Monday, November 12, 2007

Monday Movie Review: The Taking of Pelham One Two Three

The Taking of Pelham One Two Three (1974) 10/10
A gang of criminals led by "Mr. Blue" (Robert Shaw) kidnap a New York City subway car and hold the passengers hostage for a million dollars. Transit police Lieutenant Garber (Walter Matthau) negotiates for time while trying to discern their plan.

The Taking of Pelham One Two Three is probably best known today as the source for using color-coded pseudonyms during a heist, lifted by Tarantino for Reservoir Dogs. Which is a shame; the movie should be known for its own merits.

One way to describe Pelham 123 is to tell you what's not in it. No one on the subway car is related to, or in a relationship with, anyone working in the transit office or for the police. None of the hostages are Lt. Garber's mother, sister, or childhood sweetheart. There are no coincidences in the plotting or characterization at all. No one in the movie looks like they're in a movie; no one has perfect features, or exquisite skin tone, or flawless makeup. There's no romance. But it's not a "guy" movie, either; the hostages are as likely to be female as male, and there are an unusual number of female roles for a heist movie.

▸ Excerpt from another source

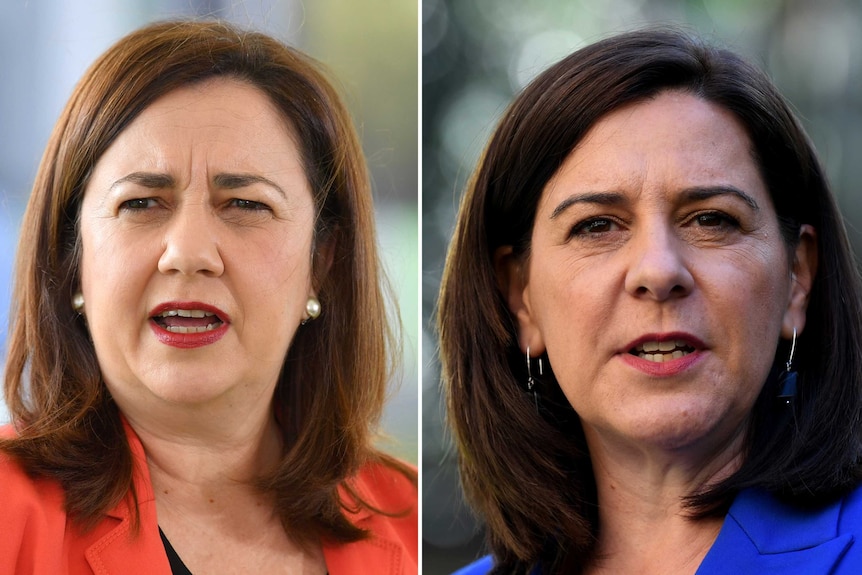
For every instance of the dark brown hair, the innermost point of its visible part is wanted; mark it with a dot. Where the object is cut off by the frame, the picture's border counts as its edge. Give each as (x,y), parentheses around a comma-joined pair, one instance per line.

All of which makes it kind of hard to describe. Some movies are great because they have a sweeping theme, or are startling or innovative, or are romantic, or incredibly witty. But a handful of movies are great because they're just great movies. They tell interesting stories with a rich array of embellishments. You walk away from them thinking not about love or truth or family or death, but about storytelling, and authenticity. The Man Who Would Be King is such a movie, a great yarn, you might say. So is Treasure of the Sierra Madre. And so is The Taking of Pelham One Two Three.

The movie is populated with a terrific collection of character actors; only Shaw and Matthau are anything like stars, and even they are not of the "star" mold. The other criminals are Martin Balsam, Hector Elizondo, and Earl Hindman. On the transit side are Jerry Stiller and James Broderick (among others). Julius Harris is a cop, Lee Wallace as the mayor is a dead ringer for Ed Koch three years before the real Koch became mayor. But pulling out names sort of defeats the purpose. What happens is a cumulative effect; that you're looking at real people who are in and around the New York City subways circa 1974. That effect is never diminished, never movied-up. The location footage is grimy and run-down. Everything feels very real, in a way that works for both comedy and drama.

Of course, if you're going to blend comedy and drama, you want Matthau, who can turn the whole thing back and forth between the extremes with a twist of the wrist and a shift of eyebrows. There's a lot of laughs, but this is mostly straight-ahead thriller. You never really know what the kidnappers are going to do next, or why, but you're never confused as they reveal their plan, point by point. The cops are confused, but only exactly as much as the audience.

That's a tough line to walk. In lesser movies, you either catch onto a plot before the good guys and are stuck feeling like your heroes are stupid, or you never catch on because the whole thing is too obtuse. Here the crooks are just a teeny bit smarter than the cops can follow, but not crazy chessmaster smart.